During dinner, I began to feel caresses on my bare thigh and squeezing that made me start nervous and, surely, very blushing.

My father even asked me if I was okay.

And John shamelessly and cynically asked me what's wrong with me. There is no doubt that he enjoyed it; he enjoyed seeing me in trouble.

Me too…

It scared me how exciting it was to feel John's hand on my thigh and the risk of being discovered by my father. It was very dangerous but so pleasurable that I questioned if this was normal.

Dinner is over. And I, together with John, raised the table while my father went to the bathroom.

As I wipe down the table with a rag and get everything spotless, I feel John pin me against the dining room table.

And I feel something hard against my buttocks, and only in a second do I realize it's his crotch. Why is he so excited?

"Sir, what are you doing?"

"I think I lied to you."

"You lied to me?"

Damn, I knew it.

"Exact." admits. And my heart rate increases. "Never call me John alone. It doesn't feel so good; it's more that I hate it. I declare myself a lover of what you call me, sir; it's what I love about you, Amanda."

I swallowed hard when he pressed his erection against me. A kind of soft moan escapes my lips.

At this point, my cheeks are deep red.

"This and more is what you cause in me, Amanda,” he says hoarsely in my ear, and I find that electric current again. "Are you willing to truly meet your master, Miss Hank?"

I do not answer. I'm too emotionally overloaded to speak.

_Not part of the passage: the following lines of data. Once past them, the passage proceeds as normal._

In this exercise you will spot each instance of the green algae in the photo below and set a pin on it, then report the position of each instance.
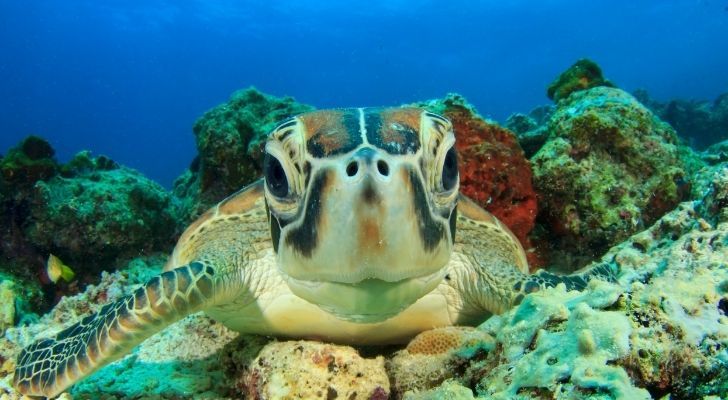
(230, 140)
(608, 169)
(583, 74)
(30, 161)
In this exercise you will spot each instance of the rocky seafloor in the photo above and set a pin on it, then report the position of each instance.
(603, 179)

He took me by the neck and made me look at him.

"Answer me, Amanda."

In his eyes, I see a darkness so enchanting that it makes my desires come to light.

¿Who do I want to fool?

Before him, I was very weak, and my walls of morality fell, giving way to my fantasies and my deep desires.

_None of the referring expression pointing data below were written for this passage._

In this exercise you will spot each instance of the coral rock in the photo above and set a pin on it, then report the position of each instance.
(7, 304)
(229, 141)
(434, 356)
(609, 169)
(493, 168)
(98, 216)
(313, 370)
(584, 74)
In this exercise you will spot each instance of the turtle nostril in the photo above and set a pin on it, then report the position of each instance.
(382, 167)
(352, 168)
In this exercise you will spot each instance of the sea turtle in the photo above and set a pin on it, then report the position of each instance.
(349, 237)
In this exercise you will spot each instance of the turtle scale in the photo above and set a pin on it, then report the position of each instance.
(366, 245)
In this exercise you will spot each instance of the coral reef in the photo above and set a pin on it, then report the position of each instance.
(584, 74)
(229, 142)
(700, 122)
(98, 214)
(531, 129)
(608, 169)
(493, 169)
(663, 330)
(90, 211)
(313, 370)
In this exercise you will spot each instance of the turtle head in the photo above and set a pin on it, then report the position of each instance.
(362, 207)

That I only thought of reading in books.

However, I think with him, it could all be very real and memorable. Even better than the books I've read all my life.

This is something we both want. Why refuse to meet my true master?

"Yes sir. I do want to meet my sir. I wish it.” My voice almost sounds like a plea because of the excitement that is growing in me little by little.

I see him smile, and he kisses my cheek before pulling away from my body.

"Very good, honey. Your wishes are my orders."